Black Sea Review: Generic Modern Pirate Story
Black Sea has the potential to be a modern pirate thriller – a desperate submarine captain puts together a misfit crew to find a sunken treasure in the Black Sea.
The product design is superb, immersing the audience in an old submarine with innumerable gauges and other old school fittings that need to be manually operated. The movie shows the tedious process of operating the whole thing that solely depends on the crew’s skill. Later on, the cramped sub help in creating a claustrophobic and tense atmosphere between the characters.
The crew of half British and half Russian presents tension and cultural differences. The inevitable demise of their career due to technology is timely. As we see the rise of robotic automation – from software to unmanned vehicles – many will be displaced. Soon enough the desperate men turn on each other once they realize that they’ll get a larger share when there are fewer men on board.
Unfortunately, Black Sea is also burdened by a screenplay that couldn’t lift the narrative past mediocrity.
Jude Law stops you from dozing off thanks to a committed performance, but the narrative remains too generic to keep you invested in any of what’s happening.

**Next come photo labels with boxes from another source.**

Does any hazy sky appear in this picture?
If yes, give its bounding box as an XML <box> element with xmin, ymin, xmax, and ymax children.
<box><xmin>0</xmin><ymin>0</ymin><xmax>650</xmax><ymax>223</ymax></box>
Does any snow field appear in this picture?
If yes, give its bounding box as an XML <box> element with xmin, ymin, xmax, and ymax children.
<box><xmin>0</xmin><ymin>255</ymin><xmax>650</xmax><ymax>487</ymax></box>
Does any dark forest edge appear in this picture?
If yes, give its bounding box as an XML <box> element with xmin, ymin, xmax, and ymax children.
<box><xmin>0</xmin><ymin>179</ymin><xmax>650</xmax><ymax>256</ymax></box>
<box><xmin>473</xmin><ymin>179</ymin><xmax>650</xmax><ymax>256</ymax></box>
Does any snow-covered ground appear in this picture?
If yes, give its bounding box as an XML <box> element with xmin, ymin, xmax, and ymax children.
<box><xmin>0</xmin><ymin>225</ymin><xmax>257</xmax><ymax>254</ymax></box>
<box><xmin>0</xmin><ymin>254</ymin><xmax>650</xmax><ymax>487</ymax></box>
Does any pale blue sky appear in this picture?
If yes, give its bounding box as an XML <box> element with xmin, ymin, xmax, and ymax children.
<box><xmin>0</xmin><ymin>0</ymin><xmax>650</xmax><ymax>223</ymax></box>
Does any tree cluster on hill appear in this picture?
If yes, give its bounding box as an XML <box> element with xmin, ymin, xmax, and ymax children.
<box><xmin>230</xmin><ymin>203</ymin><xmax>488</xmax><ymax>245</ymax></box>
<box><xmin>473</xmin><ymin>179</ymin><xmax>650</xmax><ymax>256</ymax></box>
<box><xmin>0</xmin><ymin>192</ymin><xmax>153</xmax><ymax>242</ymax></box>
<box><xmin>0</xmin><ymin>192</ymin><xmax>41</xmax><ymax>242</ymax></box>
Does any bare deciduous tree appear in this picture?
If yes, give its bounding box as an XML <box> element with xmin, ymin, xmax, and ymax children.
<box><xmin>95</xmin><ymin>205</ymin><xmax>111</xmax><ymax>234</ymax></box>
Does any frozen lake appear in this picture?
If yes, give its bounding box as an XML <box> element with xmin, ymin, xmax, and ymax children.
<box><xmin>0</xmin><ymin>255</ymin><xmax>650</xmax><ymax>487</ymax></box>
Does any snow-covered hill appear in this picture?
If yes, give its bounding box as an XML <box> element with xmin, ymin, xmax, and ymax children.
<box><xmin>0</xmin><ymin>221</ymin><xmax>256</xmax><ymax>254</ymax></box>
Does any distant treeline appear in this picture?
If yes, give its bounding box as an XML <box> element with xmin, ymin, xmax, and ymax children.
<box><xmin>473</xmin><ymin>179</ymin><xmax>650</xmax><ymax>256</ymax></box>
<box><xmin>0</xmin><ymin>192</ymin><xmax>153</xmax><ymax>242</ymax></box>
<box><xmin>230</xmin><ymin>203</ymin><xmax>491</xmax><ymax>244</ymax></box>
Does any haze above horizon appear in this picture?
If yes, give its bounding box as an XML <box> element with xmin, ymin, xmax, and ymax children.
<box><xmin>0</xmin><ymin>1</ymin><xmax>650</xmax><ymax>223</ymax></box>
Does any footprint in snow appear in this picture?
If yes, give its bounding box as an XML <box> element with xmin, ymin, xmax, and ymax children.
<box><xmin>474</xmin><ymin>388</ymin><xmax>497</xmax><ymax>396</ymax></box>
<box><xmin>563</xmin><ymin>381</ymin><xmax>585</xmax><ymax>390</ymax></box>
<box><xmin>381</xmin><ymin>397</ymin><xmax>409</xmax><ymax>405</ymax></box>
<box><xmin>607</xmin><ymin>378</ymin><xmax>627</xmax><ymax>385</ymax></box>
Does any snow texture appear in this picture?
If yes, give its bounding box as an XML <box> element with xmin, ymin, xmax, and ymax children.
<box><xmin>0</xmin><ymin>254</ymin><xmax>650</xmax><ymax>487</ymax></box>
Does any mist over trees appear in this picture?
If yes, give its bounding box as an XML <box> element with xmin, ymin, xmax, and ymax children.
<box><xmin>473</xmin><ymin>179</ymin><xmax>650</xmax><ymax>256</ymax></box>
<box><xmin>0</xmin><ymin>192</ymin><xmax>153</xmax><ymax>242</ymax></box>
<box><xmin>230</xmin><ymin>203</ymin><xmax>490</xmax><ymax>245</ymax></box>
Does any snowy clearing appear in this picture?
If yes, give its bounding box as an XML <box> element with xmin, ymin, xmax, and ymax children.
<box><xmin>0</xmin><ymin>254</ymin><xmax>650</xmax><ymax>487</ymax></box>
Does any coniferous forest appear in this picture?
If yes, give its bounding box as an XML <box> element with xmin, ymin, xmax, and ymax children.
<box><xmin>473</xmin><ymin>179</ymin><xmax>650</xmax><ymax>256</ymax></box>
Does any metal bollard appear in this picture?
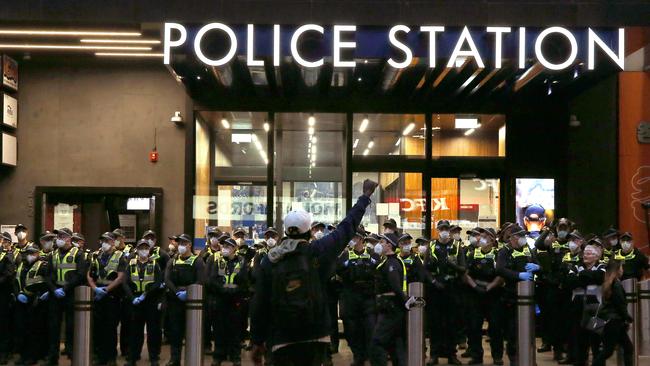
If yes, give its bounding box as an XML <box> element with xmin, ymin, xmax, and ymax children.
<box><xmin>616</xmin><ymin>278</ymin><xmax>639</xmax><ymax>366</ymax></box>
<box><xmin>407</xmin><ymin>282</ymin><xmax>425</xmax><ymax>366</ymax></box>
<box><xmin>72</xmin><ymin>286</ymin><xmax>92</xmax><ymax>366</ymax></box>
<box><xmin>185</xmin><ymin>285</ymin><xmax>203</xmax><ymax>366</ymax></box>
<box><xmin>637</xmin><ymin>280</ymin><xmax>650</xmax><ymax>355</ymax></box>
<box><xmin>517</xmin><ymin>281</ymin><xmax>535</xmax><ymax>366</ymax></box>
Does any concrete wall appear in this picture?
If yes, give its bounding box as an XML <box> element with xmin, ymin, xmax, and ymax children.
<box><xmin>0</xmin><ymin>60</ymin><xmax>187</xmax><ymax>242</ymax></box>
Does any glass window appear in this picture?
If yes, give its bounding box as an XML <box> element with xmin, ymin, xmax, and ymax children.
<box><xmin>274</xmin><ymin>113</ymin><xmax>346</xmax><ymax>228</ymax></box>
<box><xmin>352</xmin><ymin>172</ymin><xmax>426</xmax><ymax>237</ymax></box>
<box><xmin>431</xmin><ymin>178</ymin><xmax>500</xmax><ymax>235</ymax></box>
<box><xmin>352</xmin><ymin>114</ymin><xmax>426</xmax><ymax>157</ymax></box>
<box><xmin>432</xmin><ymin>114</ymin><xmax>506</xmax><ymax>157</ymax></box>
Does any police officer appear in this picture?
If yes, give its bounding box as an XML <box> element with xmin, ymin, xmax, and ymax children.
<box><xmin>497</xmin><ymin>225</ymin><xmax>540</xmax><ymax>366</ymax></box>
<box><xmin>165</xmin><ymin>234</ymin><xmax>205</xmax><ymax>366</ymax></box>
<box><xmin>14</xmin><ymin>244</ymin><xmax>56</xmax><ymax>365</ymax></box>
<box><xmin>614</xmin><ymin>232</ymin><xmax>650</xmax><ymax>281</ymax></box>
<box><xmin>123</xmin><ymin>239</ymin><xmax>163</xmax><ymax>366</ymax></box>
<box><xmin>0</xmin><ymin>231</ymin><xmax>16</xmax><ymax>364</ymax></box>
<box><xmin>336</xmin><ymin>230</ymin><xmax>379</xmax><ymax>366</ymax></box>
<box><xmin>465</xmin><ymin>228</ymin><xmax>503</xmax><ymax>365</ymax></box>
<box><xmin>370</xmin><ymin>233</ymin><xmax>415</xmax><ymax>366</ymax></box>
<box><xmin>206</xmin><ymin>238</ymin><xmax>249</xmax><ymax>366</ymax></box>
<box><xmin>429</xmin><ymin>220</ymin><xmax>465</xmax><ymax>365</ymax></box>
<box><xmin>86</xmin><ymin>232</ymin><xmax>128</xmax><ymax>365</ymax></box>
<box><xmin>48</xmin><ymin>228</ymin><xmax>88</xmax><ymax>365</ymax></box>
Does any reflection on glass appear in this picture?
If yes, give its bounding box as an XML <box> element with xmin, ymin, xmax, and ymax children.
<box><xmin>352</xmin><ymin>114</ymin><xmax>425</xmax><ymax>156</ymax></box>
<box><xmin>352</xmin><ymin>172</ymin><xmax>426</xmax><ymax>237</ymax></box>
<box><xmin>432</xmin><ymin>114</ymin><xmax>506</xmax><ymax>157</ymax></box>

The one-note stereotyped characters suddenly flip motivations and the movie never addresses the repercussions of their actions. Jude Law and Ben Mendelsohn manage to add some depth to their underwritten characters, but others have nothing to do but appear at the right moment and die.
The movie bends its own logic for a happy ending.
Black Sea either had to settle with character-driven drama or edge-of-your-seat-action. Unfortunately, the script didn’t provide enough for either. The film is more preoccupied with the mechanics of the submarine than its own story.
Black Sea
Black Sea has no engaging story and characters to fill its detailed backdrop.